2. The transfer hearing in this case was conducted before a referee, pursuant to the provisions of Code Ann. § 24A-701 (b). Although the transfer hearing was recorded, as required by Code Ann. § 24A-1801 (b), the magnetic tape on which the hearing was recorded apparently has been lost and no transcript of the hearing has been prepared.

However, the appellant avers that in conducting the transfer hearing, the referee failed to comply with Code Ann. § 24A-701 (b), which provides, in pertinent part: "Before commencing the hearing, the referee shall inform the parties who have appeared that they are entitled to have the matter heard by the judge. If a party so requests, the hearing shall be conducted only by the judge.” The appellee does not contest the fact that the appellant was not informed of this.1 We, therefore, conclude that he was not so informed.

In addition, the appellant argues that there was a failure to comply with subsections (c) and (d) of Code Ann. § 24A-701. Subsection (c) provides, "Upon the conclusion of a hearing before a referee, he shall transmit his findings and recommendations for disposition in writing to the judge. Prompt written notice of the findings and recommendations together with copies thereof shall be given to the parties to the proceedings. The written notice shall also inform them of the right to a rehearing before the judge.” Subsection (d) provides, "A rehearing may be *789ordered by the judge at any time and shall be ordered if a party files written request therefor within five days after receiving the notice required in subsection (c).”

Submitted September 7, 1979 Decided November 28, 1979. John H. Ruffin, Jr., for appellant. Richard E. Allen, District Attorney, William H. Lumpkin, Assistant District Attorney, for appellee.

The appellant argues that the referee failed to transmit his findings and recommendations for disposition in writing to the judge. We disagree. The transfer order itself, which was entered by the referee and approved by the judge, contains the referee’s findings and recommendations.

The appellant also argues that there was no written notice informing him of his right to a rehearing before the judge. The appellee does not contest this.2 Nowhere in the record does such written notice appear. We, therefore, conclude that the appellant did not receive such notice.

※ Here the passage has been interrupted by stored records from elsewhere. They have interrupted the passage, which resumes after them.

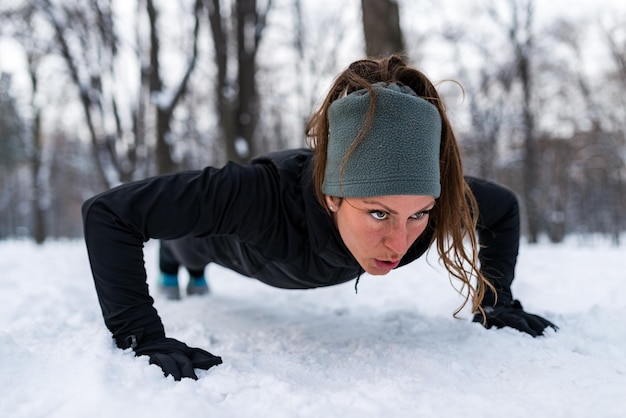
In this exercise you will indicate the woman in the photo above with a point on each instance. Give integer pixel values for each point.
(382, 182)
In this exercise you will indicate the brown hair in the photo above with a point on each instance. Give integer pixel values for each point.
(455, 214)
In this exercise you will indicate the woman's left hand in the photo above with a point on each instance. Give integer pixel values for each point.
(512, 314)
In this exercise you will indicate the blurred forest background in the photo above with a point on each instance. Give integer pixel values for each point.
(94, 93)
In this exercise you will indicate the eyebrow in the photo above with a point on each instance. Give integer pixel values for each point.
(388, 209)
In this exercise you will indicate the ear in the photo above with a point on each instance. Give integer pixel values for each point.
(332, 203)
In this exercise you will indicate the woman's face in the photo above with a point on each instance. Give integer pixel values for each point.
(378, 231)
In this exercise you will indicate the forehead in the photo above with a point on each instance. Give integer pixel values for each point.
(398, 203)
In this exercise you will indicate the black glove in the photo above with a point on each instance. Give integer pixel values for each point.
(512, 314)
(177, 358)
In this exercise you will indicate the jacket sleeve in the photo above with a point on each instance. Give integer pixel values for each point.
(498, 235)
(119, 221)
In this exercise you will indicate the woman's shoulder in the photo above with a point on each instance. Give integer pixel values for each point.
(293, 160)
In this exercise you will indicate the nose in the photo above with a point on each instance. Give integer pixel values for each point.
(398, 240)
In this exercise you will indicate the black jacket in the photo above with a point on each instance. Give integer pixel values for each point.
(260, 219)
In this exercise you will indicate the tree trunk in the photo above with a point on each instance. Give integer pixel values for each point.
(381, 26)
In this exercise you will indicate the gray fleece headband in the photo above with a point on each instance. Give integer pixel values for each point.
(399, 155)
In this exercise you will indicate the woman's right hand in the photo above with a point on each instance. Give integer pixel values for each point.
(177, 358)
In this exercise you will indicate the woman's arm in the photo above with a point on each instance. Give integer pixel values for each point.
(119, 221)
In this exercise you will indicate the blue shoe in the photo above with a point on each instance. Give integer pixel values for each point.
(168, 286)
(197, 286)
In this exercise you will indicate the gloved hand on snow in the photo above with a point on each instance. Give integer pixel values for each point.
(512, 314)
(177, 358)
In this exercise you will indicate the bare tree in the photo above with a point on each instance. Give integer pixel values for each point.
(167, 102)
(237, 97)
(381, 26)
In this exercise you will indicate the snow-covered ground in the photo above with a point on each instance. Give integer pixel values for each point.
(392, 350)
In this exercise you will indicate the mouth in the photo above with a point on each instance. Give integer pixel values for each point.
(386, 264)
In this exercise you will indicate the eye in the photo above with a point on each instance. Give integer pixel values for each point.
(378, 214)
(421, 215)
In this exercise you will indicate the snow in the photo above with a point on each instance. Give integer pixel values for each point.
(393, 349)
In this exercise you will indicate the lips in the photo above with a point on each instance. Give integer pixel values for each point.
(386, 264)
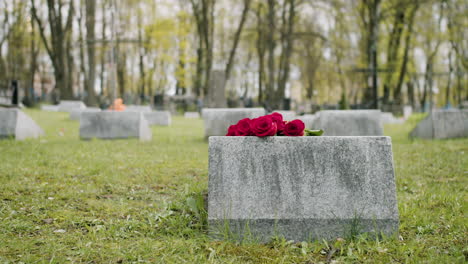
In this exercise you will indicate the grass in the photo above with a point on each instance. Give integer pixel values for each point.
(63, 200)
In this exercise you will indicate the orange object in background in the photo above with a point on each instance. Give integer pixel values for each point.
(117, 105)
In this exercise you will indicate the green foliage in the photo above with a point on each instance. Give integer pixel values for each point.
(65, 200)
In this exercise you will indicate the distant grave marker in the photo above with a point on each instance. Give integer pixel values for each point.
(443, 124)
(301, 188)
(217, 120)
(114, 125)
(158, 118)
(14, 123)
(68, 106)
(349, 122)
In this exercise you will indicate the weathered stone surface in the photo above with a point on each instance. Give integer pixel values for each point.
(50, 108)
(302, 188)
(407, 111)
(216, 97)
(191, 115)
(114, 125)
(389, 118)
(287, 115)
(349, 122)
(76, 114)
(158, 118)
(443, 124)
(217, 120)
(14, 123)
(308, 121)
(138, 108)
(68, 106)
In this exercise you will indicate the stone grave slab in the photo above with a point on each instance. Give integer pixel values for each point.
(301, 188)
(191, 115)
(158, 118)
(68, 106)
(308, 120)
(76, 114)
(287, 115)
(138, 108)
(14, 123)
(49, 108)
(349, 122)
(114, 125)
(217, 120)
(443, 124)
(389, 118)
(407, 111)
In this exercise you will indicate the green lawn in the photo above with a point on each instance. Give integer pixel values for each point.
(66, 200)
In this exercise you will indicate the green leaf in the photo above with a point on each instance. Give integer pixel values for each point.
(313, 133)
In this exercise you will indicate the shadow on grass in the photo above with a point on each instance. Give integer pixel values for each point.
(186, 217)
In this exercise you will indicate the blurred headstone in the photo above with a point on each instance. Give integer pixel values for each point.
(443, 124)
(14, 123)
(216, 90)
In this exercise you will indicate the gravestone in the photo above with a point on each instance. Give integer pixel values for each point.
(349, 122)
(216, 97)
(217, 120)
(114, 125)
(389, 118)
(443, 124)
(191, 115)
(76, 114)
(68, 106)
(158, 118)
(49, 108)
(308, 121)
(407, 111)
(14, 123)
(138, 108)
(301, 188)
(287, 115)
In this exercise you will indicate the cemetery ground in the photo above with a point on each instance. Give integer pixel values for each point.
(125, 201)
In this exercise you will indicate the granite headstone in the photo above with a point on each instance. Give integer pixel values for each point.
(217, 120)
(349, 122)
(443, 124)
(301, 188)
(14, 123)
(114, 125)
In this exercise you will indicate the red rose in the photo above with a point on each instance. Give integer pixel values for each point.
(294, 128)
(232, 131)
(278, 119)
(243, 127)
(263, 126)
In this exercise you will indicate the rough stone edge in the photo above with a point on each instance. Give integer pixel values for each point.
(31, 129)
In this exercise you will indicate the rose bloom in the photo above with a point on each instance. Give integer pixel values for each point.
(294, 128)
(243, 127)
(263, 126)
(280, 123)
(232, 130)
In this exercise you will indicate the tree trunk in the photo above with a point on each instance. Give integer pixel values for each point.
(287, 49)
(260, 51)
(103, 49)
(270, 48)
(59, 47)
(237, 35)
(91, 44)
(449, 81)
(403, 69)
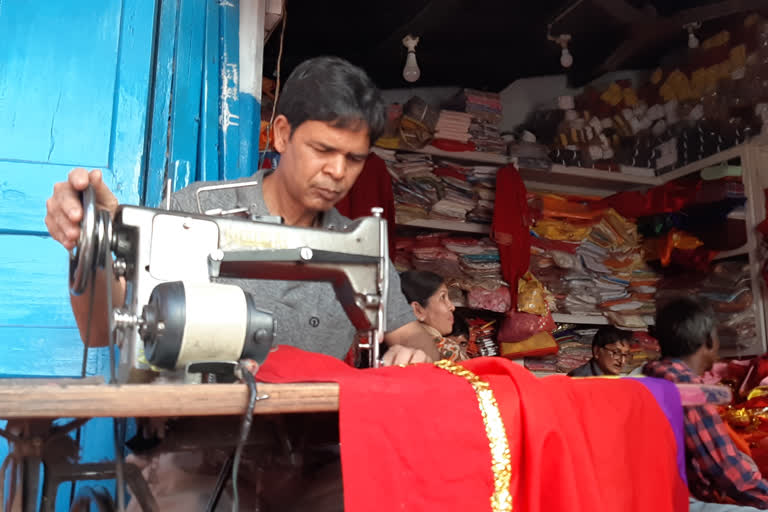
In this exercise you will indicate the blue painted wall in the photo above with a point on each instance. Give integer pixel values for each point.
(95, 84)
(74, 89)
(203, 128)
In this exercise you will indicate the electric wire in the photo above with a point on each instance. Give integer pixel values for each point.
(116, 423)
(245, 430)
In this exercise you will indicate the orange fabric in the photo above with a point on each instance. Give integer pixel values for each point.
(739, 441)
(413, 438)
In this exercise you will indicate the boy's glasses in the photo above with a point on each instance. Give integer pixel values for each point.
(617, 354)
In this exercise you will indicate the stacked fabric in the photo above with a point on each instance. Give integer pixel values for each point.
(471, 267)
(485, 111)
(453, 126)
(427, 189)
(595, 267)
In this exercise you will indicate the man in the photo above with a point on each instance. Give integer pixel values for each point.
(610, 350)
(329, 114)
(717, 470)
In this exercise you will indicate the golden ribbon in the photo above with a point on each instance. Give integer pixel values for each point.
(501, 500)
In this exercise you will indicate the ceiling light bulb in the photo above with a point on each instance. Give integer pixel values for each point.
(411, 71)
(693, 41)
(566, 59)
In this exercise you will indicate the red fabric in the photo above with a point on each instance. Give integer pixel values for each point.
(413, 438)
(667, 198)
(372, 188)
(510, 228)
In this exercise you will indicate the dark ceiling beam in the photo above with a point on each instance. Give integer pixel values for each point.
(624, 12)
(718, 10)
(647, 34)
(417, 23)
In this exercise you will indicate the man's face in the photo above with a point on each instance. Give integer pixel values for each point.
(611, 358)
(320, 163)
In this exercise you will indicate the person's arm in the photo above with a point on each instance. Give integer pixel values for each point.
(728, 469)
(414, 336)
(63, 216)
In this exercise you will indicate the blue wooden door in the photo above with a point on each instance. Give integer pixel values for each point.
(141, 89)
(74, 91)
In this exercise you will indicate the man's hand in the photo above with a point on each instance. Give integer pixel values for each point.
(65, 210)
(400, 355)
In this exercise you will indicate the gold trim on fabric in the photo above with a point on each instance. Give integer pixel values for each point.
(501, 500)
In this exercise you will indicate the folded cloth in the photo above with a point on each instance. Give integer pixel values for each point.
(415, 439)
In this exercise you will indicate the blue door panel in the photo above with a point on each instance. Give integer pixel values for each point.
(33, 277)
(58, 67)
(24, 188)
(45, 351)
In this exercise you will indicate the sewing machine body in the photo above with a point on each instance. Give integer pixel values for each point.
(152, 247)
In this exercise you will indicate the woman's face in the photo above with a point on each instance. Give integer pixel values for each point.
(439, 311)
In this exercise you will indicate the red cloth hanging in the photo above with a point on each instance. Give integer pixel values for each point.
(667, 198)
(511, 226)
(372, 188)
(413, 438)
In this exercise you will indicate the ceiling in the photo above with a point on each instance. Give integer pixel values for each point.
(487, 44)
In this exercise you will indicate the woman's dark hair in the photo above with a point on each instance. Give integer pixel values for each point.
(420, 285)
(682, 327)
(332, 90)
(608, 335)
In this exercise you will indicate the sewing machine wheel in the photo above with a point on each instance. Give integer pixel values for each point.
(84, 258)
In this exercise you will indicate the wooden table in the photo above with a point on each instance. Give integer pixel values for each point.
(73, 398)
(32, 404)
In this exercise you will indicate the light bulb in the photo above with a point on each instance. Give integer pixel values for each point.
(566, 59)
(693, 41)
(411, 71)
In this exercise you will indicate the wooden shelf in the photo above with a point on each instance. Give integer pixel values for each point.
(565, 318)
(586, 178)
(739, 251)
(715, 159)
(477, 157)
(448, 225)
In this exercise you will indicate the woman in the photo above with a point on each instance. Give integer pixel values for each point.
(428, 296)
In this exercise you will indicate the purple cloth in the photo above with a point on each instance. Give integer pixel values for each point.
(668, 398)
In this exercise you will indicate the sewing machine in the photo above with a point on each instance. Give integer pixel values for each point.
(178, 321)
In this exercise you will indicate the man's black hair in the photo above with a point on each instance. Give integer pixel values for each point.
(420, 285)
(608, 335)
(332, 90)
(682, 327)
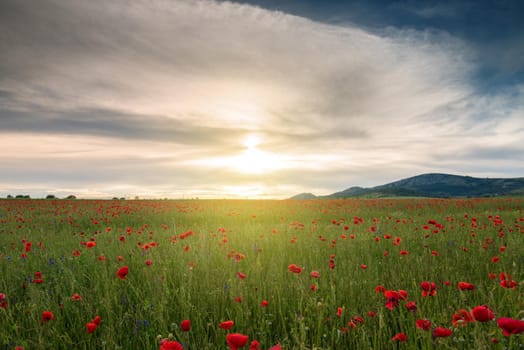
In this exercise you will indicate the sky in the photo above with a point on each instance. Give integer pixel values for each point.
(255, 99)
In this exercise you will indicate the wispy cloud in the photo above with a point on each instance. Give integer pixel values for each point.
(159, 92)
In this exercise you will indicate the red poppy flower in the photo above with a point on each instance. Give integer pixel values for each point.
(171, 345)
(314, 274)
(185, 325)
(428, 288)
(91, 327)
(294, 268)
(47, 316)
(226, 325)
(441, 332)
(76, 297)
(97, 320)
(482, 313)
(122, 272)
(465, 286)
(400, 337)
(340, 311)
(236, 340)
(461, 318)
(411, 306)
(423, 324)
(510, 326)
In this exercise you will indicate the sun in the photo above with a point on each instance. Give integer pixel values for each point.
(253, 160)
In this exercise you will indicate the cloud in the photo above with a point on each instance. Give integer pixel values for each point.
(162, 92)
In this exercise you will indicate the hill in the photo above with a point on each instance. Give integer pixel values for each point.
(437, 185)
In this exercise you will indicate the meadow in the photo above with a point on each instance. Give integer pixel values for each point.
(227, 274)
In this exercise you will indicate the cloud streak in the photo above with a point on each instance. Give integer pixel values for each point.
(161, 92)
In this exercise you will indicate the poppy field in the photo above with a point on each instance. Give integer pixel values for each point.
(261, 274)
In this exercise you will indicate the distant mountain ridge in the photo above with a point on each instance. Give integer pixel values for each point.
(434, 185)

The comment to Code Ann. § 24A-701 states that subsections (b), (c) and (d) involve "important procedural details which are applicable when a referee is holding a hearing.” The only way for an appellate court to ensure that important safeguards such as these are observed is to reverse a case in which they are not observed and remand the case for further proceedings in which they will be observed. Therefore, the transfer order is reversed and the case remanded for further proceedings in compliance with the foregoing provisions of the Juvenile Court Code.

Judgment reversed and remanded.

All the Justices concur.

Rather, the appellee argues that the appellant has not alleged such lack of notice in the statement of facts in his brief and has not executed an affidavit that no such notice was given.

Rather, the appellee argues that to require the judge to conduct a rehearing after he has signed the transfer order would unnecessarily render jurisdiction between the juvenile courts and superior courts indeterminate. This is, of course, an argument which should be addressed to the legislature.